The second piece, "On Beauty" was a still more extended composition that began with a lengthy cadenza by Evans. All About Jazz contributor Glenn Astarita aptly described Evans' remarkable improvising capabilities as follows: "(His) polychromatic expressiveness and remarkable fluency shines... with... often swirling and interconnected theme-building sprees, casting a semblance of perpetual motion amid the sax masters' galvanizing, pumping and cyclonic improvisations." Evans seemed to draw from an inexhaustible source of ideas as he created the musical equivalent of a novel, about how beauty takes many forms, the light and dark, the pretty and the ugly, evading definition. But he could only accomplish this with the help of master musicians like Liebman, capable of negotiating the dense harmonies. Once the group joined in with Evans, the possibilities of co-improvisation seemed limitless, and there were times when the players were so coordinated in complex interaction that they created the impression of a much larger ensemble.

References to the twentieth century musical legacy kept coming on strongly. There were Stravinsky-like passages of rumbling genesis, a wild bacchanal, interspersed with more reflective melodic developments. A swinging movement sounded like it could have come from Ellington's Black and Tan Fantasy. The music deftly navigated between passionate emotion, sentimentality, and intellectual contemplation. For example, as Marino was taking a metronomically measured bass solo, he suddenly relaxed the tempo and went into a brief emotional interlude in the expressive manner of the great Scott LaFaro. Then there was a humorous parody of swing. The performance ended in a frenzy of dense improvising with Liebman and Evans making squeaks and squawks that could have caused a riot -as happened with the first performances of Stravinsky's Rite of Spring and Coltrane's Meditations. Here, the audience of reserved intelligentsia merely rose to their feet and cheered loudly.
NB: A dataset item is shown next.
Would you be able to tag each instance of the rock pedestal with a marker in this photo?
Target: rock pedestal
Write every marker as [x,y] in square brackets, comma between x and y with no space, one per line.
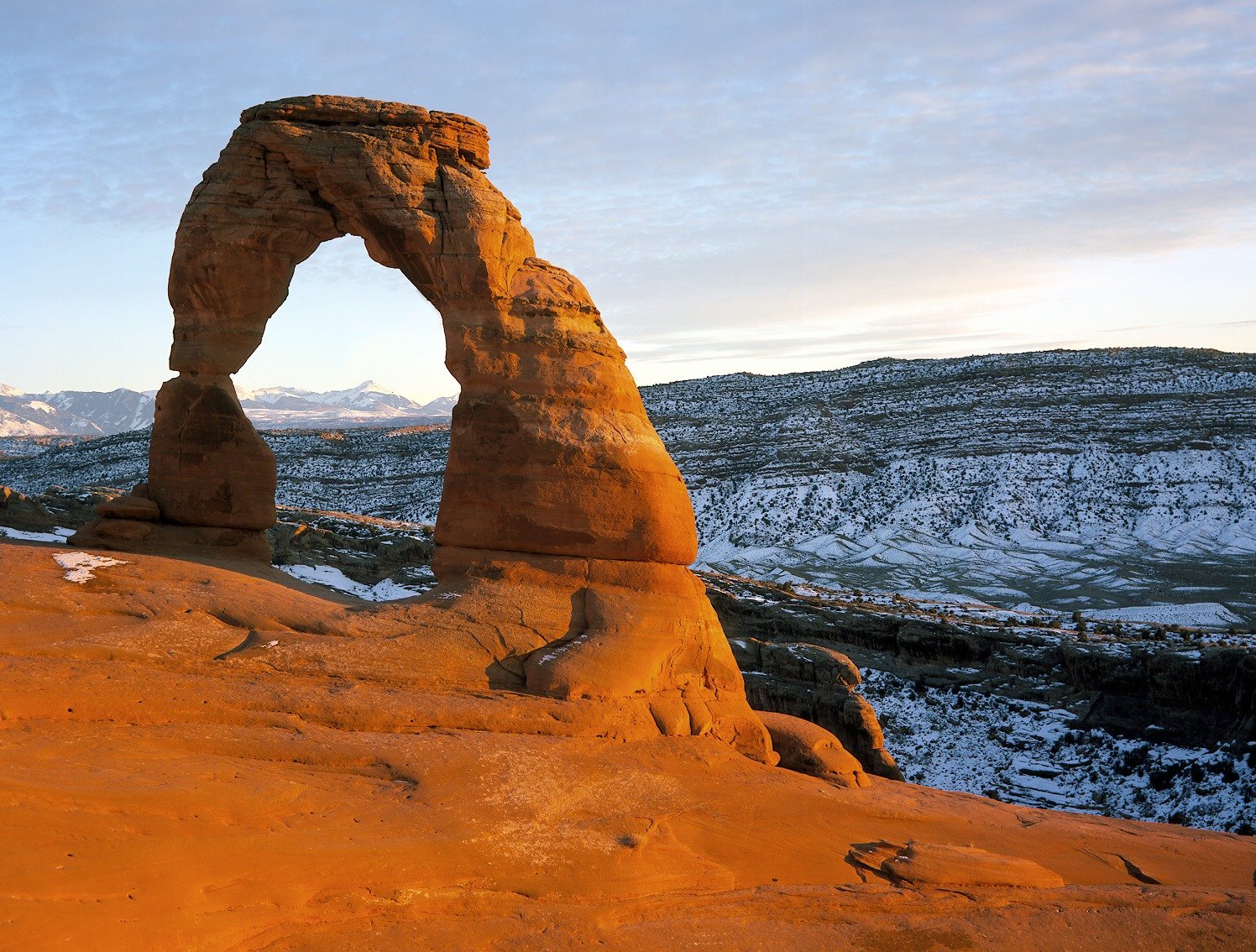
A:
[555,476]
As suggested, this reviewer frequently heard connections to the music of the 1920's and '30s, when Ravel, for example, borrowed heavily from Gershwin and vice-versa. He especially, though, was reminded of a group of composers in Paris' Montparnasse District called "Les Six," which included Arthur Honegger, Darius Milhaud, and Francis Poulenc. Collectively, they were out to shake up the musical traditions and preferences of the time, borrowed freely from jazz and cabaret music, and were the musical compatriots of the "Lost Generation" of Hemingway and Gertrude Stein. Indeed, the music evoked the existential ferment and artistic temperament of post-World War I Paris, when the future was up for grabs. Could it be that the jazz world is currently in a similar state?